Negating options
John A Meinel
john at arbash-meinel.com
Mon Feb 6 14:11:29 GMT 2006
Martin Pool wrote:
> On 4 Feb 2006, Denys Duchier <duchier at ps.uni-sb.de> wrote:
>> Aaron Bentley <aaron.bentley at utoronto.ca> writes:
>>
>>> Now that command defaults are on the horizon, (or 'here' in my case)
>>> it's usefult to be able to negate boolean options. I was thinking we
>>> could make '--no' be a special option that would negate the option
>>> following, like:
>>>
>>> $ bzr revert --no reprocess --merge-type weave
>> The GNU convention is that the negation of --foo is --no-foo
>
> Yes, I'd strongly prefer that it be '--no-reprocess' rather than '--no
> reprocess'.
>
> In many other programs, negative options only apply to options without
> arguments that are either present or not. In that pattern, it would not
> make sense to say --no-message. (But then, that does sound like a
> useful option.)
>
> Rather than duplicating the options by hand it might be nice to change
> the Option class to allow inversion systematically. There are a few
> options (as you might say):
>
> [a] allow --no for Options that specifically say they can be inverted
>
> [b] allow --no to be prefixed to just any option, even if it does nothing
>
> [c] allow --no to be prefixed to any boolean option whose default is
> True, or others where it's specifically allowed
>
> One nice thing about [c] is that we can show the --no options in the
> help message for these cases; you could optionally give a different help
> message for the negative case.
I like [c], except I would want it available always to any boolean option.
Because with default arguments, you might end up with:
[DEFAULT]
commit = --strict
Which turns on always strict. But then you just want to commit this one
time.
bzr commit --no-strict
I really think that all boolean options should allow negation. Simply
because then users can change what they want the *default* behavior to
be, and still override them with command line arguments.
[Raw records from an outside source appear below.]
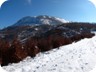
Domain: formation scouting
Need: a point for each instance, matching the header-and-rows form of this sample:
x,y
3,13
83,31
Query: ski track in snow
x,y
75,57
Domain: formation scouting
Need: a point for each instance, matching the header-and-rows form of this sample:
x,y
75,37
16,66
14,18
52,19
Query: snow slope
x,y
76,57
42,19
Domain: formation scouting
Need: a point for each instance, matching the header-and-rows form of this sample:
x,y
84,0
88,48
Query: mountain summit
x,y
42,19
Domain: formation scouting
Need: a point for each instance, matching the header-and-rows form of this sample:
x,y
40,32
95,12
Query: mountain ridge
x,y
41,19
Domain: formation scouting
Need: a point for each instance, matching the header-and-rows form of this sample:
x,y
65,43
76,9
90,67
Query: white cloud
x,y
93,2
1,2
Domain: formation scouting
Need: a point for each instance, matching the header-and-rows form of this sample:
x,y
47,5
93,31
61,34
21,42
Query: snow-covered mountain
x,y
76,57
42,19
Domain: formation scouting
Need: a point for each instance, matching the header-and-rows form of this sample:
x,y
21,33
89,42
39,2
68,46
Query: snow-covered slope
x,y
76,57
42,19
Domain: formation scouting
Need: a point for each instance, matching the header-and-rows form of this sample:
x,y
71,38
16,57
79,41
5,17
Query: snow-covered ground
x,y
75,57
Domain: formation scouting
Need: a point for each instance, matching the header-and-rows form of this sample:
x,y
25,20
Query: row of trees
x,y
15,51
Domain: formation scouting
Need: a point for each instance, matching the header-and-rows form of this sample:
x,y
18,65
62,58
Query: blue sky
x,y
71,10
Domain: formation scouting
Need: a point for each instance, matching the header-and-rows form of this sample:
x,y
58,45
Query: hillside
x,y
76,57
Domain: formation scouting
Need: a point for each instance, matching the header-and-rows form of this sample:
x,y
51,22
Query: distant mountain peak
x,y
41,19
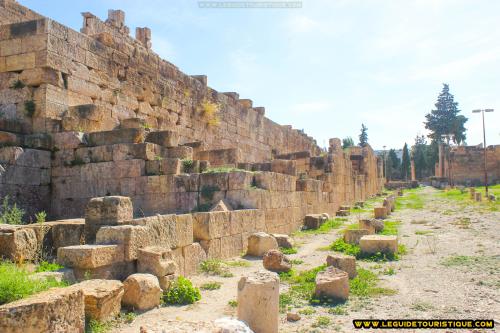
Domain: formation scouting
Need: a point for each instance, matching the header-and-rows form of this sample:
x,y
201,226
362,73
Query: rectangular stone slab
x,y
89,256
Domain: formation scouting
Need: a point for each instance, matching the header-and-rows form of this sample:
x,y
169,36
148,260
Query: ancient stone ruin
x,y
142,168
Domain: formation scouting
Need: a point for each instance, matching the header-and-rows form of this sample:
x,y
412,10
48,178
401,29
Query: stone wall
x,y
464,165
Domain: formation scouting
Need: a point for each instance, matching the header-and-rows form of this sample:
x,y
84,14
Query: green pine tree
x,y
445,119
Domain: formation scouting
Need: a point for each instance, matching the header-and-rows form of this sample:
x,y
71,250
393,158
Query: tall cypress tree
x,y
363,136
405,163
445,119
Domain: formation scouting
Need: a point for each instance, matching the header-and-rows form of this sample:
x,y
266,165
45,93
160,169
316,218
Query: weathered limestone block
x,y
69,140
380,212
184,231
275,261
239,180
131,237
194,255
344,263
89,256
258,301
155,260
17,243
372,244
284,240
284,166
125,135
102,298
55,310
166,166
167,139
332,283
221,206
259,243
68,232
106,211
182,152
142,292
314,221
352,236
211,225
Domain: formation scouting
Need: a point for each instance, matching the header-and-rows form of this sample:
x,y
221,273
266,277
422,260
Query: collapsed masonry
x,y
89,118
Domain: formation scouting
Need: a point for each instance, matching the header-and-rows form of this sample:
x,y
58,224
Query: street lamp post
x,y
482,111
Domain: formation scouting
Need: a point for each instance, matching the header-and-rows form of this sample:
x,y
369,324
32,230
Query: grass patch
x,y
296,261
182,292
16,283
411,200
307,311
390,228
215,267
210,286
325,228
365,285
353,250
292,250
322,321
423,232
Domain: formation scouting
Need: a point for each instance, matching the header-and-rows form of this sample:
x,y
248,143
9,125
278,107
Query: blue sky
x,y
333,64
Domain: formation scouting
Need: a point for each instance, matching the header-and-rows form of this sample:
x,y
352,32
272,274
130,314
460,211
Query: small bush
x,y
322,321
46,266
95,326
365,285
341,246
16,283
210,286
29,108
187,165
182,292
10,214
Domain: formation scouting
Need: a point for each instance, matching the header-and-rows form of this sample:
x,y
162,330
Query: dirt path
x,y
451,271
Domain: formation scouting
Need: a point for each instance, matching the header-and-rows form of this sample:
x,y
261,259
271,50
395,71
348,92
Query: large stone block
x,y
89,256
314,221
164,138
156,260
372,244
131,237
125,135
332,283
258,301
102,298
55,310
211,225
106,211
183,231
142,292
259,243
18,243
284,166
I wrote a configuration and command line parser which hooked into
optparse to allow options to be specified as a config section, as well
as a command line parser. And then it used the resolution of "global
config, local config, command line" to figure out what the actual value was.
It works pretty well, but it is a little involved for bzr. (The backend
was written in C++ (boost regexes), so that I could use it from both
pure C++ apps, and python apps).
Anyway, just to say that it is important that if you are going to have a
boolean flag settable by configuration, you really want a way to
override it. (It also works for command line arguments, because you can
alias rm='rm -i'; and then on the command line use "rm -f" to override).
John
=:->
>
>> Yes. I suggested it too a while ago and I remember pointing out that
>> OptionParser.allow_interspersed_args=false allows us to do option parsing in
>> several phases and thus stack command parsers, but I cannot find that email
>> anywhere in the archive. I wanted this to stack parsers for global options and
>> command-specific options (thus allowing options to be freely mixed on the
>> command line) and I think it was you who pointed out that --no-plugins could not
>> be handled in that fashion and would need to be an exception.
>>
>> Anyway, +1 from me on using optparse, if that counts.
>
> I quite like the way options and arguments are defined on Commands and
> it seemed to me that using optparse would require more complexity than
> just doing this ourselves. But if that's wrong and optparse would
> either simplify the code or enable new features I'm ok to change to it.